Symbolbild
Nachbarn dürfen Baukritik zu Küchenfenstern vorbringen
Anwohner wehrten sich gegen ein Bauprojekt in Chêne-Bougeries. Die obersten Richter gaben ihnen teilweise recht und schicken den Fall zurück.

Zwei Immobiliengesellschaften wollten auf einem Grundstück in der Genfer Gemeinde Chêne-Bougeries sechs aneinandergebaute Villen errichten. Die Baubewilligung wurde mehrfach abgeändert: Zunächst sah das Projekt sieben Parkplätze vor, später wurden es zwölf. Im Juni 2022 erteilte das kantonale Baudepartement die überarbeitete Baugenehmigung. Mehrere Nachbarn, die eigene Grundstücke in der Nähe besitzen, wehrten sich dagegen vor Gericht.

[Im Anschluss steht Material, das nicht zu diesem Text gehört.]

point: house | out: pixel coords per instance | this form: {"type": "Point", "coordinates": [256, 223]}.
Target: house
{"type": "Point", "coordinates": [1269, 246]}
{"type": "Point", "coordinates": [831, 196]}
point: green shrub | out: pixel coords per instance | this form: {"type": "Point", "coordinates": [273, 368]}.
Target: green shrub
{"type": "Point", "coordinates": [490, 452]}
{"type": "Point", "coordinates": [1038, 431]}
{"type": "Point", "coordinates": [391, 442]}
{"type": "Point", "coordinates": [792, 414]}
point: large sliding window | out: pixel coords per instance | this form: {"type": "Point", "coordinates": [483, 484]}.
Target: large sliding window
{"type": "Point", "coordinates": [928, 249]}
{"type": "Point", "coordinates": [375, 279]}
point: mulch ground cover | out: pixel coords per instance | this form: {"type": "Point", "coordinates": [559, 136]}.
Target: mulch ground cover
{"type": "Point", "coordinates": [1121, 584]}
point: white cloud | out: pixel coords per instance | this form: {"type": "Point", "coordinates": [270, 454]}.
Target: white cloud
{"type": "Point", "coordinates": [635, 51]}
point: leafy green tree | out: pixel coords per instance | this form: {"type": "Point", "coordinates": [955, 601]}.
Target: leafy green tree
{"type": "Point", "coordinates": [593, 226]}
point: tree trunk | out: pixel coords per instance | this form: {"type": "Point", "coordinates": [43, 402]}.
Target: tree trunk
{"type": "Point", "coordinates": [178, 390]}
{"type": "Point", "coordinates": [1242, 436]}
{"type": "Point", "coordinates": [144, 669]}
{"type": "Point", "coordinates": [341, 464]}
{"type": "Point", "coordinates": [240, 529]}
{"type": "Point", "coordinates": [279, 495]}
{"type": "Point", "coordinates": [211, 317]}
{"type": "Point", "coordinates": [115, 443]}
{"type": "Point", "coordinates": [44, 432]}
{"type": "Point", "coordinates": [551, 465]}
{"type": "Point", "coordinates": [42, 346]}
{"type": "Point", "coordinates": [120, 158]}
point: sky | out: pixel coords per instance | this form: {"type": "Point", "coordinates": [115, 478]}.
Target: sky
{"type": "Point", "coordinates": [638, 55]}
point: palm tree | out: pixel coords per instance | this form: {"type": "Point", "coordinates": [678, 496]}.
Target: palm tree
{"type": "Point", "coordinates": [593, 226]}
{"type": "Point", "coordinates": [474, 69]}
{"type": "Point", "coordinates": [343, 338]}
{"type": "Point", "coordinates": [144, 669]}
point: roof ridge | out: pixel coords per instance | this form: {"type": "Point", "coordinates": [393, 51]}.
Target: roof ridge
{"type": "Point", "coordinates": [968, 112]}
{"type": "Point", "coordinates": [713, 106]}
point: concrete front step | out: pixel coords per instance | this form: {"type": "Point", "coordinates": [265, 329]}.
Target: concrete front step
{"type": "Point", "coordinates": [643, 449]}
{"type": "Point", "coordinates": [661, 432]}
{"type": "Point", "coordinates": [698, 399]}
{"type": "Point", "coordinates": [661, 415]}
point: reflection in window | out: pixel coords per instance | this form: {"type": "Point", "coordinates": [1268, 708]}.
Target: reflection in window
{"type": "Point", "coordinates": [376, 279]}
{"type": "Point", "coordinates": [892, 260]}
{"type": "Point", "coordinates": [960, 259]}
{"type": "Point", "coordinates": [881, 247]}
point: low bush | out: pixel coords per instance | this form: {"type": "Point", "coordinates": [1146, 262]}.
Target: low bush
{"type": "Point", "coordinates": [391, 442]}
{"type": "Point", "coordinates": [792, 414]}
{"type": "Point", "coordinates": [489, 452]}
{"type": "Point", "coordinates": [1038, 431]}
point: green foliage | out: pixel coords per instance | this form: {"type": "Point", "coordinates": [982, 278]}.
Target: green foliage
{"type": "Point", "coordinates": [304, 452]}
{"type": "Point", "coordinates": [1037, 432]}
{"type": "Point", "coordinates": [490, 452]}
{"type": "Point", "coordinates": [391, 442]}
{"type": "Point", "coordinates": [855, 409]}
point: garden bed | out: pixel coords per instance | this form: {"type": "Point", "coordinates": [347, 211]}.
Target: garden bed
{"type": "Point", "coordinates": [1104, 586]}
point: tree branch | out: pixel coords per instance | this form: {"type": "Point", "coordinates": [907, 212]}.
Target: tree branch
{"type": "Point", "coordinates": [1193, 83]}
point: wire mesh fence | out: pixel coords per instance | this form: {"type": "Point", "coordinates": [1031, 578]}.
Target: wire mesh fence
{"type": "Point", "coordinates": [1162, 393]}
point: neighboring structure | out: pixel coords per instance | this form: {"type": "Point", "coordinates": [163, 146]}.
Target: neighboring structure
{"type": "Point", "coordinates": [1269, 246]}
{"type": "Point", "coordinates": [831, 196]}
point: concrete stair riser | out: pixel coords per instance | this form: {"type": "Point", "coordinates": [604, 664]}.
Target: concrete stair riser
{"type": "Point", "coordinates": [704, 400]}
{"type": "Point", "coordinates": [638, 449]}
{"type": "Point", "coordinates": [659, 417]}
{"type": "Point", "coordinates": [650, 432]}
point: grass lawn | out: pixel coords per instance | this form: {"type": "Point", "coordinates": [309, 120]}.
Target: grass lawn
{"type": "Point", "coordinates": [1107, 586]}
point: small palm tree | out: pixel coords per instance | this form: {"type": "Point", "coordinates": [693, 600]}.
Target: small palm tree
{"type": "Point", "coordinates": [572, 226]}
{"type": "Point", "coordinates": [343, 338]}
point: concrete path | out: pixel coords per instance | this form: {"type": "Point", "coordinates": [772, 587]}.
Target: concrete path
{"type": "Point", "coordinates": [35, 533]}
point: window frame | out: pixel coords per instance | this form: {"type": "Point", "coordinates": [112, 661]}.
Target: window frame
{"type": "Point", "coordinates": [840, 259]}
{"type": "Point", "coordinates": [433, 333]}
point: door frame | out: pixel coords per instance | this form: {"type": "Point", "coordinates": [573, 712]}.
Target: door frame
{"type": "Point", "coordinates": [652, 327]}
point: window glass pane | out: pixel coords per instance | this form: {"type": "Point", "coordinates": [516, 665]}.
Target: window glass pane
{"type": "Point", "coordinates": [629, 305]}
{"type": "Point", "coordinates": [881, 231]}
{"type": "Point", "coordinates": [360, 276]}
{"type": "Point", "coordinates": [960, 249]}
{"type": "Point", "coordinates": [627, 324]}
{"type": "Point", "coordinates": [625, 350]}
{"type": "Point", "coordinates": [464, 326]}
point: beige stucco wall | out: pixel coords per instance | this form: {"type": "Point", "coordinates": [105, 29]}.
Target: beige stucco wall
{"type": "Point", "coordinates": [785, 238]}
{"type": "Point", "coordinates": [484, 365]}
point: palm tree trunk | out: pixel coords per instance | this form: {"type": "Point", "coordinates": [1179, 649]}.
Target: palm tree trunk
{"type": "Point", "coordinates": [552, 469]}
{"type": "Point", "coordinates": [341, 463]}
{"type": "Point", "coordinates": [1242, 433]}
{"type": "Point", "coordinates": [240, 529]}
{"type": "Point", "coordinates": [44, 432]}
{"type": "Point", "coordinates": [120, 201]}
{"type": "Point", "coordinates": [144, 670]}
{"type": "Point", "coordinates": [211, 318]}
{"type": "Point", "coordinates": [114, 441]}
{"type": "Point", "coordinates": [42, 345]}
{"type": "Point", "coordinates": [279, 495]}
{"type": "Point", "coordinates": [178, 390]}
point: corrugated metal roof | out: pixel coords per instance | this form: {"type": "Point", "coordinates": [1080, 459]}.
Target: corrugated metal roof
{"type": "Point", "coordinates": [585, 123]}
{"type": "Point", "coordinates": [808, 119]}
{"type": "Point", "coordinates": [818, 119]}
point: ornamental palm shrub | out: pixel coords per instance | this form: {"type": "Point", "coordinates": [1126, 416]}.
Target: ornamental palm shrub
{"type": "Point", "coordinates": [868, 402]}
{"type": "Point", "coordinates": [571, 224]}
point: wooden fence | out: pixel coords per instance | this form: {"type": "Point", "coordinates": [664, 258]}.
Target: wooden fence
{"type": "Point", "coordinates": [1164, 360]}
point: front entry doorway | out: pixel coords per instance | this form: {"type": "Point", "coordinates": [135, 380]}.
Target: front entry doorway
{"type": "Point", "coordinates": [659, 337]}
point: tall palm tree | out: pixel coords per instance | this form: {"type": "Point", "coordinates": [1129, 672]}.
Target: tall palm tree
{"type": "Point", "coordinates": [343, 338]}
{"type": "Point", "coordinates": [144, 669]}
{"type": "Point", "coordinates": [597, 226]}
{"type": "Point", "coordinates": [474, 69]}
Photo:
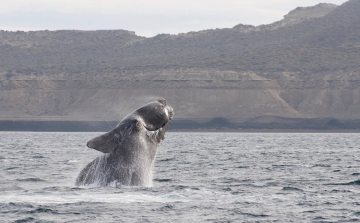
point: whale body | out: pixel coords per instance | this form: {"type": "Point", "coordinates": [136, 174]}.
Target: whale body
{"type": "Point", "coordinates": [129, 149]}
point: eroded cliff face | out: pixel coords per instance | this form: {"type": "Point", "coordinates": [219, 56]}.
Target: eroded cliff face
{"type": "Point", "coordinates": [206, 95]}
{"type": "Point", "coordinates": [304, 66]}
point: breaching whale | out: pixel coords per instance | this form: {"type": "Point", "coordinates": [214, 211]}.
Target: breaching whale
{"type": "Point", "coordinates": [129, 149]}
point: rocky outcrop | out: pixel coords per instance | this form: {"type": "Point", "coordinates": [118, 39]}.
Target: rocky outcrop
{"type": "Point", "coordinates": [305, 66]}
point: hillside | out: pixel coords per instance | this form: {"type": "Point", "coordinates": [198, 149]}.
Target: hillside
{"type": "Point", "coordinates": [304, 66]}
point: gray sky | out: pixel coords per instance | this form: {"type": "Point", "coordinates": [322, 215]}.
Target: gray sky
{"type": "Point", "coordinates": [145, 17]}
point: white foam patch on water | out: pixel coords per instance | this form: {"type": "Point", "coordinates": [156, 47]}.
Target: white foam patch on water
{"type": "Point", "coordinates": [61, 198]}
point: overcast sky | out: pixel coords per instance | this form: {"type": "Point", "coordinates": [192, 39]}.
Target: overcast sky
{"type": "Point", "coordinates": [145, 17]}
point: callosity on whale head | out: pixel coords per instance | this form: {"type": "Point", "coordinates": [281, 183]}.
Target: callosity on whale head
{"type": "Point", "coordinates": [129, 148]}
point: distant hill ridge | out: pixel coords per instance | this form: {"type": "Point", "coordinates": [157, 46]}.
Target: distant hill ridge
{"type": "Point", "coordinates": [304, 66]}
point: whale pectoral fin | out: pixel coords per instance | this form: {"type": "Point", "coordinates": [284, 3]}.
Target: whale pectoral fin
{"type": "Point", "coordinates": [105, 143]}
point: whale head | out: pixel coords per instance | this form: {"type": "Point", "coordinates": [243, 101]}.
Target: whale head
{"type": "Point", "coordinates": [149, 121]}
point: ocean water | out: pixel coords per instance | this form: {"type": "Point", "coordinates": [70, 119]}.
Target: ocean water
{"type": "Point", "coordinates": [199, 177]}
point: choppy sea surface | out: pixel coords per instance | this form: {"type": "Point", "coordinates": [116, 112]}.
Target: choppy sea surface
{"type": "Point", "coordinates": [199, 177]}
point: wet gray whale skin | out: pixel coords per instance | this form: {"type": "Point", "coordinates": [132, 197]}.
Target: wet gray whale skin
{"type": "Point", "coordinates": [129, 148]}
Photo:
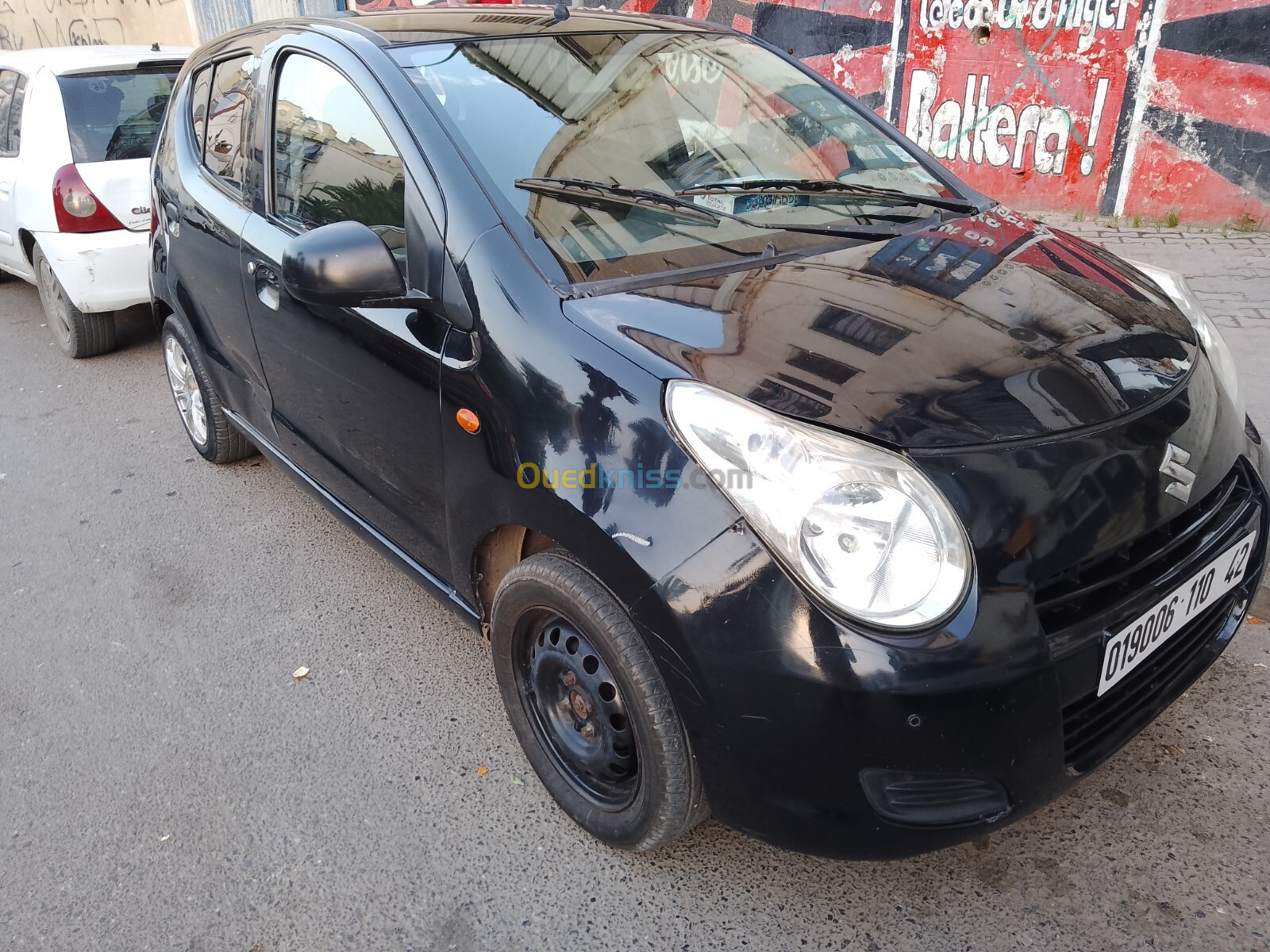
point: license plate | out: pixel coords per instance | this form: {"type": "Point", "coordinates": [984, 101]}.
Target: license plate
{"type": "Point", "coordinates": [740, 205]}
{"type": "Point", "coordinates": [1153, 628]}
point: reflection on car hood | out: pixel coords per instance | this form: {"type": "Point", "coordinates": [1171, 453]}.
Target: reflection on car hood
{"type": "Point", "coordinates": [986, 329]}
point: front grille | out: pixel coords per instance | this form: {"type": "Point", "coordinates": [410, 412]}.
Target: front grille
{"type": "Point", "coordinates": [1081, 607]}
{"type": "Point", "coordinates": [1090, 596]}
{"type": "Point", "coordinates": [1094, 727]}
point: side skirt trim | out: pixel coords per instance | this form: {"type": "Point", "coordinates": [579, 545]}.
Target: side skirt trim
{"type": "Point", "coordinates": [444, 592]}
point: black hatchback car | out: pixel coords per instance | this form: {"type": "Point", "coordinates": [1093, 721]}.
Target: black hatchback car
{"type": "Point", "coordinates": [791, 479]}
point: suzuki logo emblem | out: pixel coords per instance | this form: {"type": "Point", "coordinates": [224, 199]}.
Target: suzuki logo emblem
{"type": "Point", "coordinates": [1175, 466]}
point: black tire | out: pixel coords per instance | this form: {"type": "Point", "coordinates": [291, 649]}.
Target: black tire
{"type": "Point", "coordinates": [216, 441]}
{"type": "Point", "coordinates": [552, 620]}
{"type": "Point", "coordinates": [78, 334]}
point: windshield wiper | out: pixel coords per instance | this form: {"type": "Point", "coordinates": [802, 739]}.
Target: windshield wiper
{"type": "Point", "coordinates": [829, 187]}
{"type": "Point", "coordinates": [582, 190]}
{"type": "Point", "coordinates": [622, 196]}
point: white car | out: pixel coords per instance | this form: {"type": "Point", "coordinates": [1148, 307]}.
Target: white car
{"type": "Point", "coordinates": [76, 130]}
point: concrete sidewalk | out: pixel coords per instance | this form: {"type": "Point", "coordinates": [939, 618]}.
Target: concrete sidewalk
{"type": "Point", "coordinates": [1231, 274]}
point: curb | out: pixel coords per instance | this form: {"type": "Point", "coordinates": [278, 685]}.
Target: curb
{"type": "Point", "coordinates": [1260, 606]}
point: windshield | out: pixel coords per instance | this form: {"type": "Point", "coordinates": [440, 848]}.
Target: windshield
{"type": "Point", "coordinates": [116, 114]}
{"type": "Point", "coordinates": [679, 114]}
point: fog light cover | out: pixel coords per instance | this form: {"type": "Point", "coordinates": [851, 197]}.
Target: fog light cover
{"type": "Point", "coordinates": [933, 799]}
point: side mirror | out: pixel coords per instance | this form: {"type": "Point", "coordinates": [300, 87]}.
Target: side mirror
{"type": "Point", "coordinates": [343, 264]}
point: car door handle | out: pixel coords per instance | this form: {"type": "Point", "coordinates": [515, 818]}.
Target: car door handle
{"type": "Point", "coordinates": [266, 285]}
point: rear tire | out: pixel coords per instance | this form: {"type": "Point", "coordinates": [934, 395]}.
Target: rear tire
{"type": "Point", "coordinates": [590, 708]}
{"type": "Point", "coordinates": [78, 334]}
{"type": "Point", "coordinates": [197, 401]}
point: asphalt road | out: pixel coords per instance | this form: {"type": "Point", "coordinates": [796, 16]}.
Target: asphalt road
{"type": "Point", "coordinates": [165, 785]}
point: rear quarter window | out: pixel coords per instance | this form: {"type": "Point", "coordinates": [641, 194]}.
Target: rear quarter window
{"type": "Point", "coordinates": [116, 113]}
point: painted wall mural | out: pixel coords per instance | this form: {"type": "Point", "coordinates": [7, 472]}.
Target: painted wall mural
{"type": "Point", "coordinates": [1141, 108]}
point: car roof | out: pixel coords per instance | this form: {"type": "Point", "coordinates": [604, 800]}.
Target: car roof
{"type": "Point", "coordinates": [83, 59]}
{"type": "Point", "coordinates": [476, 21]}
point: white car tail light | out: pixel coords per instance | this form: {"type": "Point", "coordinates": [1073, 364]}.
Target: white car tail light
{"type": "Point", "coordinates": [76, 207]}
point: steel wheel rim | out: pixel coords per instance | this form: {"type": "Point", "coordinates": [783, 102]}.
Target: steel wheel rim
{"type": "Point", "coordinates": [186, 390]}
{"type": "Point", "coordinates": [55, 301]}
{"type": "Point", "coordinates": [577, 710]}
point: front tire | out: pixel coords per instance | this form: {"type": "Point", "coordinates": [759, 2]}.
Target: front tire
{"type": "Point", "coordinates": [590, 706]}
{"type": "Point", "coordinates": [197, 401]}
{"type": "Point", "coordinates": [78, 334]}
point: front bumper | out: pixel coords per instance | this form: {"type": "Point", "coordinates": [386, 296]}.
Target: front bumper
{"type": "Point", "coordinates": [787, 708]}
{"type": "Point", "coordinates": [106, 271]}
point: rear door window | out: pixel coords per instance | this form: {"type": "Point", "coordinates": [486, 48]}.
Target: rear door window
{"type": "Point", "coordinates": [13, 86]}
{"type": "Point", "coordinates": [116, 113]}
{"type": "Point", "coordinates": [333, 160]}
{"type": "Point", "coordinates": [200, 89]}
{"type": "Point", "coordinates": [225, 150]}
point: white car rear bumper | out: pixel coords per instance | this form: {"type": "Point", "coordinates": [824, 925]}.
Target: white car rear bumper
{"type": "Point", "coordinates": [106, 271]}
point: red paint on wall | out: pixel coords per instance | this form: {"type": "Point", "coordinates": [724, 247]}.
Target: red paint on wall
{"type": "Point", "coordinates": [1029, 114]}
{"type": "Point", "coordinates": [1238, 93]}
{"type": "Point", "coordinates": [1168, 179]}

Im Kern stritten die Parteien um drei Fragen: ob die überarbeitete Baugenehmigung rechtmässig als blosse Überarbeitung der ursprünglichen Bewilligung behandelt werden durfte, ob dabei neuere kantonale Bauvorschriften hätten angewendet werden müssen und ob die Nachbarn berechtigt waren, eine mögliche Verletzung der Vorschriften über Küchenfenster zu rügen. Die Genfer Justiz hatte den Nachbarn dieses letzte Rügerecht verweigert, weil sie keinen direkten praktischen Nutzen darin erkannte.

Das Bundesgericht bestätigte zunächst, dass die Baubehörde die überarbeitete Genehmigung zulässigerweise als Überarbeitung des ursprünglichen Gesuchs von 2019 behandeln durfte. Da das Projekt bereits vor November 2020 eingereicht worden war, mussten neuere Gemeindevorschriften, die ein zustimmendes Gemeindevotum verlangen, nicht angewendet werden. Auch die Kritik an der Dichteabweichung wies das Gericht ab: Die Architekturfachkommission hatte das Projekt gutgeheissen, und das Baudepartement hatte seinen Ermessensspielraum nicht missbraucht.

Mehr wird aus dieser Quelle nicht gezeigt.